Fareed Zakaria is a savvy observer of both domestic governance and international relations, and he makes a very good point in a recent Washington Post column.
It has become a (tiresome) truism that many Americans “vote against their own interests.” This assertion has always annoyed me, because it embodies a couple of arrogant assumptions: first, that the speaker/writer knows better than those voters where their “true” interests lie; and second, that voters’ interests are limited to economic issues.
Zakaria uses the negative financial consequences of the GOP’s tax “reform” bill for Trump voters to make his point:
Congress’s own think tanks — the Joint Committee on Taxation and the Congressional Budget Office — calculate that in 10 years, people making between $50,000 and $75,000 (around the median income in the United States) would effectively pay a whopping $4 billion more in taxes, while people making $1 million or more would pay $5.8 billion less under the Senate bill. And that doesn’t take into account the massive cuts in services, health care and other benefits that would likely result. Martin Wolf, the sober and fact-based chief economics commentator for the Financial Times, concludes, “This is a determined effort to shift resources from the bottom, middle and even upper middle of the U.S. income distribution toward the very top, combined with big increases in economic insecurity for the great majority.”
The puzzle, Wolf says, is why this is a politically successful strategy. The Republican Party is pursuing an economic agenda for the 0.1 percent, but it needs to win the votes of the majority.
Cue the chorus: why would the people in Trump’s base continue to support him, when his actions (in concert with his party’s) are inimical to their interests? Wouldn’t they desert him if they realized that he is pursuing an agenda that privileges large corporations, wealthy families, and well-positioned rent-seekers? When will they come to their senses and see that Trump and the Congressional GOP are putting in place budgetary policies that will be devastating to the predominantly rural people who voted for him?
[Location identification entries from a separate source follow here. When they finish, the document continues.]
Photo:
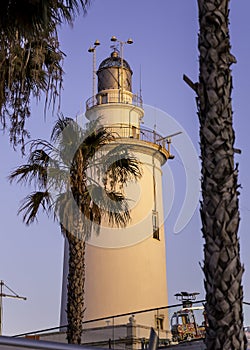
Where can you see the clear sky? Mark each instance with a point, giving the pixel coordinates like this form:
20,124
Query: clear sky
165,34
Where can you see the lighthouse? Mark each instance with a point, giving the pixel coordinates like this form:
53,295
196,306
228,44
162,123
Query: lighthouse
126,267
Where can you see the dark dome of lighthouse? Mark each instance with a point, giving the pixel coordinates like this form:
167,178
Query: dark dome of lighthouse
114,61
114,73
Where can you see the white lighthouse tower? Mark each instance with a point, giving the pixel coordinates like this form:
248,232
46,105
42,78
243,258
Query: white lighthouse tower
126,268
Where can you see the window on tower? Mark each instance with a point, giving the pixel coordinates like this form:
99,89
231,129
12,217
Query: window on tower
155,222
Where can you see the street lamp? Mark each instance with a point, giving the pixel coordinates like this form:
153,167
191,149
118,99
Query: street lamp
92,49
122,43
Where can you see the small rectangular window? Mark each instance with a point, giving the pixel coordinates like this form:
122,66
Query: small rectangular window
155,222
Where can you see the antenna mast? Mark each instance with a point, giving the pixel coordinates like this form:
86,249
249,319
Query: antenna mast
92,49
4,295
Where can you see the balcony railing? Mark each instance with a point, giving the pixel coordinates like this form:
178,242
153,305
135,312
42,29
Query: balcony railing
133,99
142,134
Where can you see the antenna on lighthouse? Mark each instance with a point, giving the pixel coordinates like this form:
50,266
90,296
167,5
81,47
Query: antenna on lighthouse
168,138
4,295
122,43
92,49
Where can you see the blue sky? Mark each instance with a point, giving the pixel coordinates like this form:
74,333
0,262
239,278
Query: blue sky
165,34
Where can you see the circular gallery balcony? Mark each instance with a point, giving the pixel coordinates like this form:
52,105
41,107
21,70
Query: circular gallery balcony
114,96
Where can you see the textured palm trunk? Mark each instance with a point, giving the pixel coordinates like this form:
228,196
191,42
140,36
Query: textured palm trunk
76,279
219,209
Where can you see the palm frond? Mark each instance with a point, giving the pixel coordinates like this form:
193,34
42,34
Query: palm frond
29,173
32,203
110,204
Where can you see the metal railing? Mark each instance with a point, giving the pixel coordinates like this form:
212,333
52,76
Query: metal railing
142,134
93,101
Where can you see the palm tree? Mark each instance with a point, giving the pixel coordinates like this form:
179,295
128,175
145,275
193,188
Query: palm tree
220,207
30,57
76,176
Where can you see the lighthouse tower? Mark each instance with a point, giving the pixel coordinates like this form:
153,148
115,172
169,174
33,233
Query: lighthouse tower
126,268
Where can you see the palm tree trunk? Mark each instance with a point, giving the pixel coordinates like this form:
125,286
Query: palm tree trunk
219,208
76,279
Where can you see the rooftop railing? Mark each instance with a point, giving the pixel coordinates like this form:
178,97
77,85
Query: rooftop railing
142,134
135,100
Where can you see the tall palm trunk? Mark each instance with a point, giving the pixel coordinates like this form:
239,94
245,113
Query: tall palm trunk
219,209
76,279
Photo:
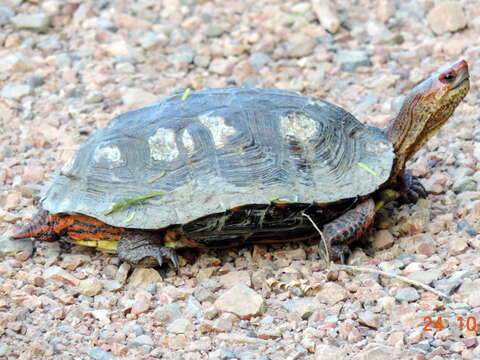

Is it that the Republican Party is cleverly and successfully hoodwinking its supporters, promising them populism and enacting plutocratic capitalism instead? This view has been a staple of liberal analysis for years, most prominently in Thomas Frank’s book “What’s the Matter with Kansas?” Frank argued that Republicans have been able to work this magic trick by dangling social issues in front of working-class voters, who fall for the bait and lose sight of the fact that they are voting against their own interests. Both Wolf and Pierson believe that this trickery will prove dangerous for Republicans. “The plutocrats are riding on a hungry tiger,” writes Wolf.
I fully agree with Zakaria’s rebuttal to that analysis.
But what if people are not being fooled at all? What if people are actually motivated far more deeply by issues surrounding religion, race and culture than they are by economics? There is increasing evidence that Trump’s base supports him because they feel a deep emotional, cultural and class affinity for him. And while the tax bill is analyzed by economists, Trump picks fights with black athletes, retweets misleading anti-Muslim videos and promises not to yield on immigration. Perhaps he knows his base better than we do. In fact, Trump’s populism might not be as unique as it’s made out to be. Polling from Europe suggests that the core issues motivating people to support Brexit or the far-right parties in France and Germany, and even the populist parties of Eastern Europe, are cultural and social.
This is a much more tactful way to explain what the data shows, and what I have repeatedly argued: the majority of Trump’s supporters are White Nationalists (aka bigots), for whom the indignity of Obama’s eight years as President was simply a bridge too far. The real “interests” of these voters aren’t economic; they’re tribal. They are desperately clinging to the white privilege that is diminishing in a rapidly diversifying society. That desperation overpowers any other “interest.”
As Zakaria writes,
What if, in the eyes of a large group of Americans, these other issues are the ones for which they will stand up, protest, support politicians and even pay an economic price? What if, for many people, in America and around the world, these are their true interests?
So long as they see Trump normalizing and justifying racism and misogyny, these voters aren’t going anywhere. Polls suggest that they represent around 30% of Americans voters, a depressingly high number.
Getting that other 70% to the polls has never been more important.